The problem asks for the value of $\sin\left( -\frac{11\pi}{3} \right)$.

Step-by-Step Solution:

1. Simplifying the Angle: The angle $-\frac{11\pi}{3}$ is outside the standard range of $0$ to $2\pi$, so we need to simplify it using the periodicity of the sine function. The sine function has a period of $2\pi$, meaning $\sin(\theta) = \sin(\theta + 2n\pi)$, where $n$ is an integer.

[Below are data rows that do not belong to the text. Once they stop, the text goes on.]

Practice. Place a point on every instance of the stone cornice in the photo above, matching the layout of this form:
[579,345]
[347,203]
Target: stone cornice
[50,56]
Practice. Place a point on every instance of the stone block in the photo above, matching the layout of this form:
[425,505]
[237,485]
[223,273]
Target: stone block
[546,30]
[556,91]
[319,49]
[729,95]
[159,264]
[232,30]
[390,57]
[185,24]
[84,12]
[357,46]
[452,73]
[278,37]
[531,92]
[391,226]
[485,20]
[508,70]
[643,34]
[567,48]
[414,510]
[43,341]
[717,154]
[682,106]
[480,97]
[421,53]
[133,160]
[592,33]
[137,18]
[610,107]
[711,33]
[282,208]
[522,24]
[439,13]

   First, let's reduce $-\frac{11\pi}{3}$ by adding multiples of $2\pi$: $-\frac{11\pi}{3} + 2\pi = -\frac{11\pi}{3} + \frac{6\pi}{3} = -\frac{5\pi}{3}$ So, $\sin\left( -\frac{11\pi}{3} \right) = \sin\left( -\frac{5\pi}{3} \right)$.

2. Finding the Reference Angle: The angle $-\frac{5\pi}{3}$ lies in the fourth quadrant. To find the reference angle, subtract this from $2\pi$: $2\pi - \frac{5\pi}{3} = \frac{6\pi}{3} - \frac{5\pi}{3} = \frac{\pi}{3}$ So the reference angle is $\frac{\pi}{3}$.

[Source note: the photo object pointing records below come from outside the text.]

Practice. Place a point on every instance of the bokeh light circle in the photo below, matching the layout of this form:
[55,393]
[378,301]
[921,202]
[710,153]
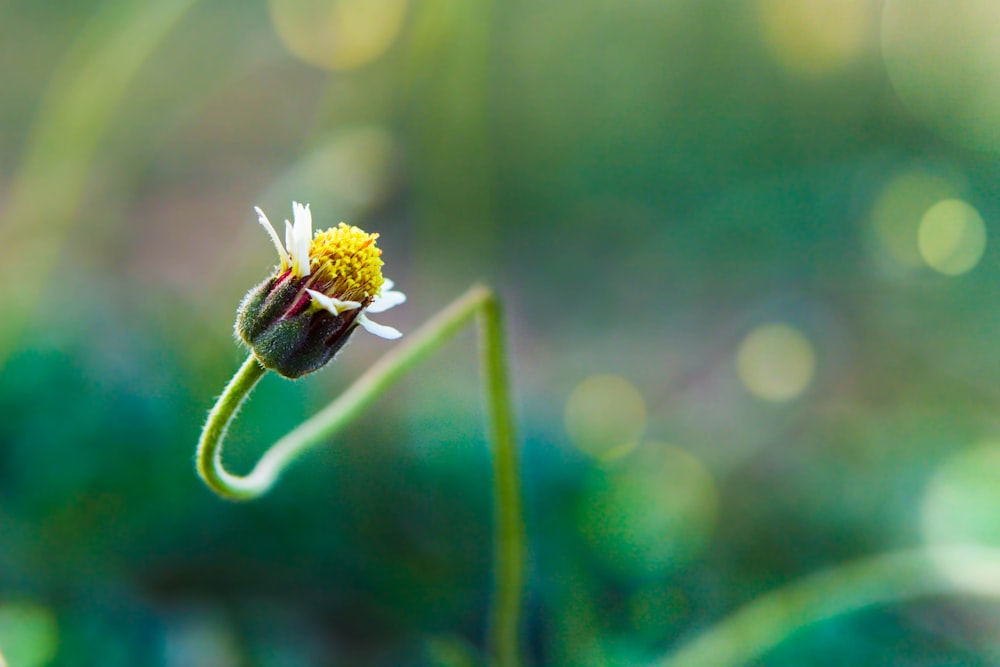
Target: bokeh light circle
[943,59]
[962,502]
[29,634]
[338,34]
[605,416]
[776,362]
[652,516]
[898,210]
[952,237]
[816,37]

3. Determining the Sine Value: In the fourth quadrant, sine is negative. The value of $\sin\left( \frac{\pi}{3} \right)$ is $\frac{\sqrt{3}}{2}$, so: $\sin\left( -\frac{5\pi}{3} \right) = -\sin\left( \frac{\pi}{3} \right) = -\frac{\sqrt{3}}{2}$

Thus, the value of $\sin\left( -\frac{11\pi}{3} \right)$ is $-\frac{\sqrt{3}}{2}$.

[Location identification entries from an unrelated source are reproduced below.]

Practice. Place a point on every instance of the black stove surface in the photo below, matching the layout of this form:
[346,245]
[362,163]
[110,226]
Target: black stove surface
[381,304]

Would you like more details or have any questions?

Related Questions:

1. What is the value of $\cos\left( -\frac{11\pi}{3} \right)$?
2. How would you find $\tan\left( -\frac{11\pi}{3} \right)$?
3. What is the period of the sine function, and how is it used in simplification?
4. Can you explain the concept of reference angles in trigonometry?
5. How do you determine the sign of a trigonometric function in each quadrant?

Tip:

When simplifying angles in radians, always try to reduce them to their reference angles using the periodic properties of the trigonometric functions.